The first crucial discovery we must each make in the course of our salvation is that it does indeed involve a real person: Jesus of Nazareth, the son of Mary and Joseph. Like the kings, we must come and see who this is, leaving behind our old comforts and assumptions, so that we too, like the magi, may be newly, and infinitely more, consoled and encouraged with the simple and wonderful discovery, that God is with us. Then, as we follow the story forward, we find how this divine presence is not simply foreign and terrible in its power, too great to embrace or fathom, but rather, that He is humble, the perfect example of life measured by obedience to the Father, and by extension, by honouring His earthly parents. We come to discover that in the most profound sense, the Messiah, who is King of kings and Lord of lords, is also, and in the first place, our neighbour. This is expressed in such a beautiful way in the miracle at Cana, Jesus graciously taking care for that most vital institution of every neighbourhood, marriage. The changing of water into wine precisely reveals how it is for the blessing and consolation of our human experience through the renewal of a redeeming divine grace, and not for any other purpose, that Christ is born. God is with us, and He is for us. This gracious care and presence is the context in which all His life and ministry unfolds, so that last week we saw how His teaching on the mountain, invoking the people to trust in God, immediately found its natural, practical, expression through miracles of healing.

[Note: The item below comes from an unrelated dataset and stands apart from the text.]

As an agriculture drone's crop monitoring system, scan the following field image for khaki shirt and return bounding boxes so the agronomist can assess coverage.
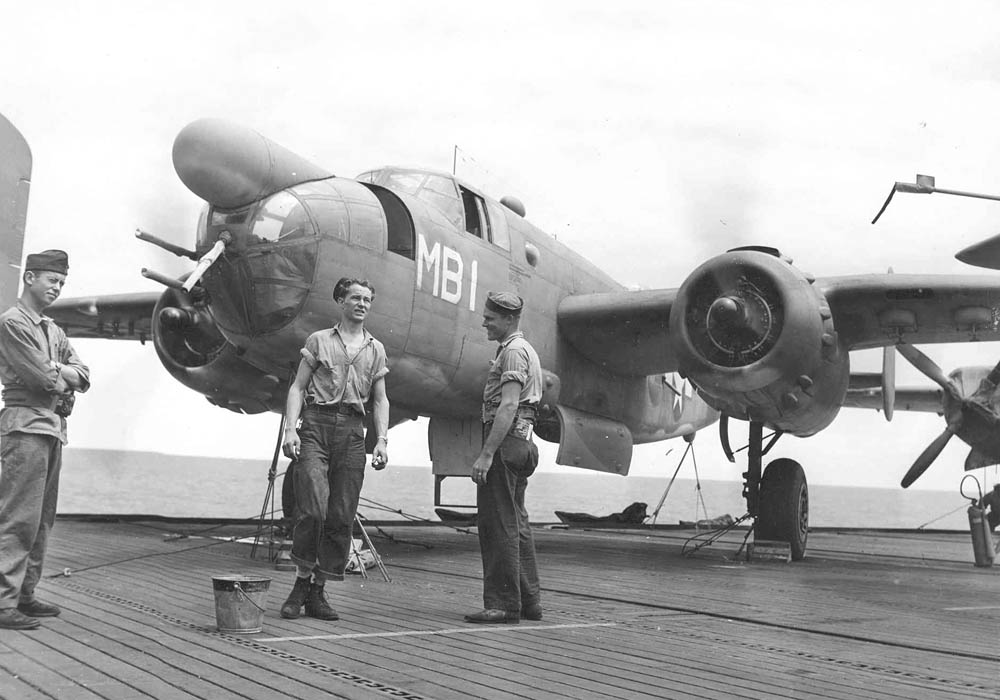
[0,301,90,443]
[301,324,389,415]
[483,331,542,423]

And so today, we come to the remarkable miracle of the calming of the storm, and we are meant to see how crucial it is that this sheer expression of Christ’s divine authority appears only now, only after the humility of the stable and His childhood, His care for the people, and His goodwill present in the gifts of teaching and healing, have been made clear. In other words, His absolute authority, invested in Him by the Father before all things, and by which the world was made, His infinite freedom to govern and to move all things in their proper courses, is indeed a necessary, and fundamental, quality of His nature—and we must learn to devote ourselves to Him in these terms, for such He is. Yet we come to that vision of His unlimited divine power, only by way of the unfolding story of His humility, and His human kindness: we only come to know God through His love for us, and as we do, we find that power only has true significance as the working out of love. That is the sense of Paul’s admonition in today’s epistle: we may commit to the just administration of earthly powers, and ought to be subject to them, because their authority is a rightful expression of God’s loving care for us, present in every way, in all times and places. Law and order permits us to learn what it means, that the second commandment is like the first, to love our neighbour as ourself. For this is the divine identity which we find manifest in our Lord, that by His love, we are His neighbour—and so, too, this is the truth our lives come to reflect, as we learn to embrace His appearing.